I would like to do the following exercise :
Let $f$ be a meromorphic function and $\mathcal{P}$ the set of its poles. We also assume that $f$ is even ($\forall z \in \mathbb{C}, \; f(z)=f(-z)$). Prove that $\mathcal{P}$ is symmetric with respect to $0$ and that, if $a \in \mathcal{P}$ and $\mathrm{Res}_{a}(f)$ denotes the residue of $f$ at $a$, then $\mathrm{Res}_{-a}(f) = - \mathrm{Res}_{a}(f)$.
My try : let $a \in \mathcal{P}$ a pole of $f$ of order $k \in \mathbb{N}^{\ast}$. Since $f$ is even, $f$ is not defined at $-a$ and to prove that $a$ is also a pole of $f$ of order $k$, I need to prove that $(z+a)^{k}f(z)$ has a finite limit when $z \to -a$. It follows from :
$$ \begin{align*} \lim \limits_{z \to -a}(z+a)^{k}f(z) &= {} \lim \limits_{z \to -a}(-1)^{k}(-z-a)^{k}f(-z) \\[2mm] &= (-1)^{k}\lim \limits_{z \to a}(z-a)^{k}f(z) \\ \end{align*} $$
And $\displaystyle \lim \limits_{z \to a} (z-a)^{k}f(z)$ exists because $a$ is a pole of order $k$ of $f$. As a consequence, $-a$ is also a pole of $f$. For the residue relation, we can note that if $a$ is a pole of order $k$ of $f$, then :
$$ \begin{align*} \mathrm{Res}_{-a}(f) &= {} \frac{1}{(k-1)!}\frac{d^{k-1}}{dz^{k-1}} \Big((z+a)^{k}f(z) \Big) \\[2mm] &= \frac{1}{(k-1)!} \frac{d^{k-1}}{dz^{k-1}} \Big( (-1)^{k} (-z-a)^{k}f(z) \Big) \\[2mm] &= (-1)^{k-1} \frac{1}{(k-1)!} \frac{d^{k-1}}{dz^{k-1}} (-1)^{k} \Big( (z-a)^{k}f(-z) \Big) \\[2mm] &= - \mathrm{Res}_{a}(f) \\ \end{align*} $$
Is this OK or can it be improved ? Thanks.
It was a joy to read.
Everything is correct except for you missing the limits in the last chain of equalities.

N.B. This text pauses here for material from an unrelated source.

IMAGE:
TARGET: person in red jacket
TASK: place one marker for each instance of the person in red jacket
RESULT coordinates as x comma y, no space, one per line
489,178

As you noted $-a,a\not \in \text{dom}(f)$, so you need to to take the limits at this points. That is, you should have
$$ \begin{align*} \mathrm{Res} _{-a}(f) &= {} \frac{1}{(k-1)!} \lim \limits_{z\to -a}\left[\frac{d^{k-1}}{dz^{k-1}} \Big((z+a)^{k}f(z) \Big)\right] \\[2mm] &= \frac{1}{(k-1)!} \lim \limits_{z\to -a} \left[\frac{d^{k-1}}{dz^{k-1}} \Big( (-1)^{k} (-z-a)^{k}f(z) \Big)\right] \\[2mm] &= (-1)^{k-1} \frac{1}{(k-1)!} \lim \limits_{z\to -a}\left[\frac{d^{k-1}}{dz^{k-1}} (-1)^{k} \Big( (z-a)^{k}f(-z) \Big)\right] \\[2mm] &= - \mathrm{Res}_{a}(f). \\ \end{align*} $$